Seu ceticismo em relação ao governo é mais amplo. “Não há inovação na Europa”, afirma, culpando a regulamentação excessiva. Ele ama Israel, pelo contrário, porque o país mostra “o triunfo do capitalismo”.

Na Argentina, muitas pessoas discutem a respeito do capitalismo em vez de fazê-lo, sugere ele. E ele se preocupa com a influência da mentalidade lacradora, uma característica proeminente do último governo peronista da Argentina; ele traça uma linha reta entre a lacração, o socialismo e a ditadura. “Tudo começa com um discurso muito bonito sobre igualdade e termina em autoritarismo e pobreza”, diz ele.

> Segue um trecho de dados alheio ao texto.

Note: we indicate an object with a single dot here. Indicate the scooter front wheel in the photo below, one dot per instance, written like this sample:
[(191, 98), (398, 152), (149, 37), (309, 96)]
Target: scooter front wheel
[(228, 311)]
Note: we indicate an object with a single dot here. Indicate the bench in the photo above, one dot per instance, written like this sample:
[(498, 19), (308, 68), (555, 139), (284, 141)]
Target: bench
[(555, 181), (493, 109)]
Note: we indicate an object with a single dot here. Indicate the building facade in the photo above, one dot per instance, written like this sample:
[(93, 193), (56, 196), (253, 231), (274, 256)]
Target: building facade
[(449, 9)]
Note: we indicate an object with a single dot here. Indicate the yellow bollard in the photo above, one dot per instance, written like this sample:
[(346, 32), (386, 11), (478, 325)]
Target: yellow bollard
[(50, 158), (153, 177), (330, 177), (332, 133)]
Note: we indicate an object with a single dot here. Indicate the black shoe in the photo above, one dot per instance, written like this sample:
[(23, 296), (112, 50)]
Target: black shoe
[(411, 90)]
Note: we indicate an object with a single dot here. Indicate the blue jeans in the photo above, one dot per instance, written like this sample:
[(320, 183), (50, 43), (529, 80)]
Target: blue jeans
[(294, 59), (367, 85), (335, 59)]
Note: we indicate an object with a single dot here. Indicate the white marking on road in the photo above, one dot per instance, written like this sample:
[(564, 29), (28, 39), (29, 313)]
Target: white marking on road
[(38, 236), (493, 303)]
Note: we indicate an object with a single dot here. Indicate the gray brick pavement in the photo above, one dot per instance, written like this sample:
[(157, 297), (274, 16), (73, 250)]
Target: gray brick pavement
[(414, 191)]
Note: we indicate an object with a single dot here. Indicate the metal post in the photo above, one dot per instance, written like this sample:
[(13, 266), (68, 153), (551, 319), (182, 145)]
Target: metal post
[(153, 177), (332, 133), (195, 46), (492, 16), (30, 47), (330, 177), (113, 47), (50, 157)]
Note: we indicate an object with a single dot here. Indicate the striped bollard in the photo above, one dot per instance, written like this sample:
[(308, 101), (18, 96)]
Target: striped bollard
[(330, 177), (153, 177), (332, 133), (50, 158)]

O sucesso é a melhor vingança

Galperín é mais estridente na X (antigo Twitter), onde se envolve com figuras públicas e contas aleatórias, zombando de críticos com memes, emojis de beijinho e questionando se eles possuem ações no Mercado Livre.

Judeu secular, ele é veemente no seu apoio a Israel na guerra em Gaza. Ele descarta a possibilidade de que sua sinceridade possa representar um risco para o Mercado Livre. Poucos fora da Argentina se importam com o que ele diz, argumenta ele, antes de insistir que na verdade não é tão extrovertido.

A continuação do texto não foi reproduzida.